QUESTION 3 Applications 3.1 Express the following as single trigonometry ratio: 3.1.1 \( \cos 2 x \cdot \cos 3 x-\sin 2 x \cdot \sin 3 x \) \( \qquad \) 3.1.2 \( \sin 2 x \cdot \cos x+\cos 2 x \cdot \sin x \) (2) 3.2 Determine the values of the following without using a calculator. \( 3.2 .1 \sin 85^{\circ} \cdot \cos 25^{\circ}-\cos 85^{\circ} \cdot \sin 25^{\circ} \) (3) \( \qquad \) \( \qquad \) \( 3.2 .2 \cos 160^{\circ} \cdot \cos 10^{\circ}+\sin 160^{\circ} \cdot \sin 10^{\circ} \) (4) \( \qquad \) \( \qquad \) \( \qquad \) \( \qquad \) [11]

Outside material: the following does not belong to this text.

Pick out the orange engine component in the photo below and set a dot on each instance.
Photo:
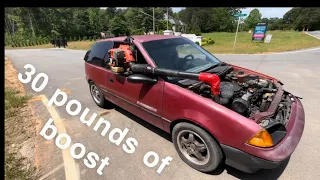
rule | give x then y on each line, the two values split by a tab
121	56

### 3.1 Express as a single trigonometry ratio #### 3.1.1 We have \[ \cos 2x \cdot \cos 3x - \sin 2x \cdot \sin 3x. \] Using the cosine addition formula \[ \cos(A+B) = \cos A \cos B - \sin A \sin B, \] set \( A = 2x \) and \( B = 3x \). Thus, the expression becomes \[ \cos(2x+3x) = \cos 5x. \] #### 3.1.2 We are given \[ \sin 2x \cdot \cos x + \cos 2x \cdot \sin x. \] Using the sine addition formula \[ \sin(A+B) = \sin A \cos B + \cos A \sin B, \] with \( A = 2x \) and \( B = x \), we have \[ \sin(2x+x) = \sin 3x. \] --- ### 3.2 Determine the values without using a calculator #### 3.2.1 The expression is \[ \sin 85^\circ \cdot \cos 25^\circ - \cos 85^\circ \cdot \sin 25^\circ. \] Recognizing the sine difference formula \[ \sin(A-B) = \sin A \cos B - \cos A \sin B, \] set \( A = 85^\circ \) and \( B = 25^\circ \) so that it becomes \[ \sin(85^\circ - 25^\circ) = \sin 60^\circ. \] Since \[ \sin 60^\circ = \frac{\sqrt{3}}{2}, \] the value is \[ \frac{\sqrt{3}}{2}. \] #### 3.2.2 We are given \[ \cos 160^\circ \cdot \cos 10^\circ + \sin 160^\circ \cdot \sin 10^\circ. \] Using the cosine difference formula \[ \cos(A-B) = \cos A \cos B + \sin A \sin B, \] with \( A = 160^\circ \) and \( B = 10^\circ \), we obtain \[ \cos(160^\circ - 10^\circ) = \cos 150^\circ. \] Since \[ \cos 150^\circ = -\cos 30^\circ = -\frac{\sqrt{3}}{2}, \] the value is \[ -\frac{\sqrt{3}}{2}. \]